Le village sénégalais présente des activités traditionnelles comme la cordonnerie. Le cordonnier Moussa Bore Bow recevra un diplôme de médaille de bronze dans le cadre du palmarès de l’Exposition. 
 
 
Tailleurs et brodeurs font partie de l’exhibition. Les tailleurs Dame Sar de Dakar et Yoro Sow de Gorée obtiendront figureront également au palmarès de l’Exposition. 
 
 
Les bijoutiers sont également présents. Trois d’entre eux, Niang, Thiam, Gueye, tous originaires de Gorée, figureront aussi au tableau des récompenses. 
 
 
Quelle est la fonction du dessinateur ? Sans doute retracer la vie du village…L’existence de cartes postales peintes à la main et vendues au public tendrait à le prouver. 
 
 
Les musiciens sont de Dakar. Ils jouent de la Kora, cet instrument à cordes constitué d'une calebasse, qui fait caisse de résonance, sur laquelle est fixé un manche central en bois de santal ou en acajou. Les 21 cordes sont réparties en deux rangées parallèles sur un chevalet. La Kora est l’apanage des griots, qui sont le miroir et la mémoire du peuple. 
 
 
Femmes et enfants ont ainsi vécu pendant toute la durée de l’exposition, plus de cinq mois,  dans l’espace qui leur est réservé, avec des conditions climatiques le plus souvent favorables. 
 
 
Après leur visite de Roubaix en landau, les africains sortiront peu. Ils participent toutefois au défilé du corso fleuri, dans l’enceinte de l’exposition, pour la touche exotique. 
 
 
Le couronnement du Roi Boup 1er sera une autre occasion pour les sénégalais de sortir de leur village et de déambuler dans les jardins de l’Exposition, suivis par une foule de curieux. 
 
 
Le chef des sénégalais s’appelle Mamadou Seck, et ce n’est pas sa première campagne européenne. Il est allé à Arras en 1904, à Liège en 1905, et plusieurs fois à Paris et à Londres.  Autre chef à gauche, de fiction celui-là, le roi Boup 1er, couronné à Roubaix le 21 septembre. Ce couronnement fait partie des attractions que propose le village sénégalais.

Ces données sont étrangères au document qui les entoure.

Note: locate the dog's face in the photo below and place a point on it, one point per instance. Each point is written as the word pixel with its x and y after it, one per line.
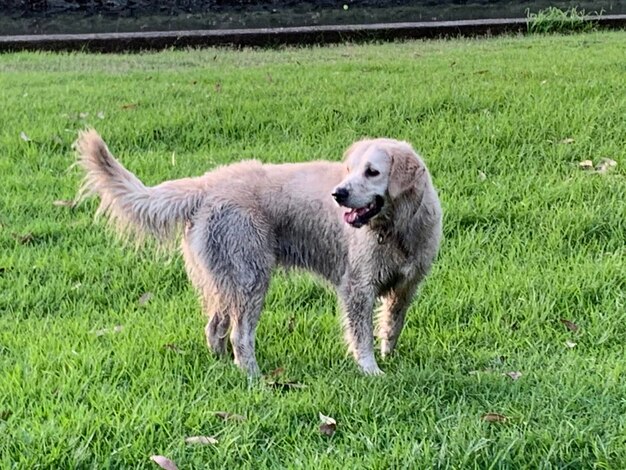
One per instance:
pixel 379 171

C’est l’occasion d’une fête, pas forcément en accord avec les coutumes africaines…

Album : Luna Park


Sur l’avenue des attractions, après le village sénégalais, le visiteur traverse la place flamande et se retrouve face à l’entrée du Luna Park, ou parc d’attractions, lequel s’étend sur deux hectares. 
 
 
De gauche à droite, le Tanagra, petit théâtre de miniatures vivantes,  les attractions du Plongeur (jeu de massacre) et du Coup de vent (soufflerie) 
 
 
Après l’escalier diabolique, voici le pont du diable. Les attractions sont nombreuses, de même que les stands de gaufres et autres douceurs, car les émotions creusent les appétits. 
 
 
A côté du Coup de vent, se trouve l’attraction de l’escalier diabolique destinée à perturber l’équilibre du public qui s’y risque. 
 
 
Encore un personnage de fiction, la Sphinge. C’est bien une attraction du Luna Park dont il s’agit, qui s’inspire des danses avec voiles de la célèbre Loïe Fuller, très en vogue depuis le début du siècle. 
 
 
L’attraction du joyeux moulin est un gigantesque toboggan situé entre deux stands de confiserie. 
 
 
Comme dans tous les parcs de loisirs qui se respectent, voici le manège de chevaux de bois. Celui-ci a la particularité de faire monter et descendre les montures alors que le manège tourne. 
 
 
Passés le grand café et le manège des chevaux sauteurs, voici qu’apparaît le scénic railway. 
 
 
Pour cinquante centimes, les passagers embarquent dans un train fou, ancêtre des montagnes russes.
 
 
La visite n’est pas terminée. Après le manège des chevaux, il y a l’attraction du Navire. 
 
 
Cette attraction restitue les mouvements d’un bateau, roulis, tangage, et met à mal les estomacs qui n’ont pas le pied marin. 
 
 
L’attraction de la Roue joyeuse se présente sous la forme d’une plate forme circulaire au milieu de laquelle s’accrochent les visiteurs. Cette roue tournant de plus en plus vite, les compétiteurs sont bientôt forcés de lâcher prise et se retrouvent éjectés vers l’extérieur. 
 
 
Conçu par MM Smiley et Huret, ce Luna Park n’a rien à envier à d’autres parcs de loisirs. L’animation, l’organisation de concours sur les attractions a vite fidélisé un grand nombre de visiteurs. 
 
 
Ultime ou première attraction, le Miniature Railway. Ce petit train miniature permettait de faire le tour de l’exposition et de découvrir les différents aspects de l’exposition. Son parcours emprunte l’avenue Lenôtre et l’avenue Jussieu.

jeudi 4 août 2011

Album : le village flamand ou l'exposition agricole

Le village flamand a été imaginé par le commissaire général de l’Exposition M. Lami, et conçu par Louis et Jacques Barbotin, architectes roubaisiens. C’est le bourg campagnard de Barbieux, et le décor de l’exposition de l’agriculture. Il se situe à l’extrémité de l’avenue des grands palais, dont on voit les deux derniers bâtiments former comme une avant scène.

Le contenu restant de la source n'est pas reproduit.